Here is science: You are more fearful of people who are different than you are because this had survival value. And, you exaggerate things that reinforce your own beliefs because these quick judgments had survival value. This is bias. This is human. Welcome to humanity.
- Recognize what bias is. Don’t try to teach people not to be biased. You cannot do this. People will never not be biased. Focus instead of counteracting bias systematically and through interactions between people.
- Stop talking about “fake news.” There is no point even using this word. Describe narratives that reinforce the prejudices that certain groups of people have. Talk about these prejudices. There’s a real word and a real phenomenon: prejudice.
- Change interactions, don’t try to change people or their beliefs. For example, when someone says “fake news”, you can ask, “What biases are reinforced by this narrative.” Talk about what bias is. Talk about what science is.
- Recognize that we will never “solve” this. It is the human condition. There will always be some people trying to take advantage of others. We create systems that are equitable, we’ll never make people, generally, equitable. We create systems of checks and balances. We create boundaries where certain patterns can form and we reinforce the ones we desire, the ones that respect universal human rights. We recognize that information is a fundamental aspect of this dynamic.
Notice that these progress from the very specific (what is bias), to the more general (the idea of “fake news”), to the more general (systems of interactions) to the more general (what is the human condition).

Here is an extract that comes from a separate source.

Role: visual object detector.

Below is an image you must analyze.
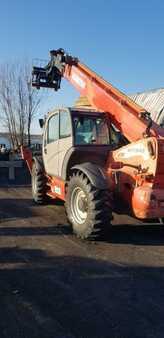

Everything important has this multi-layered structure and the connection and relationship between the specific and general must be noted and understood.
A tremendous amount is already understood about why people are influenced by “fake news.” Educate yourself:
How do you work from where you are, not where you would like to be?medium.com
We don’t have a “fake news” problem. We have a problem talking about bias. Now you have a place to start.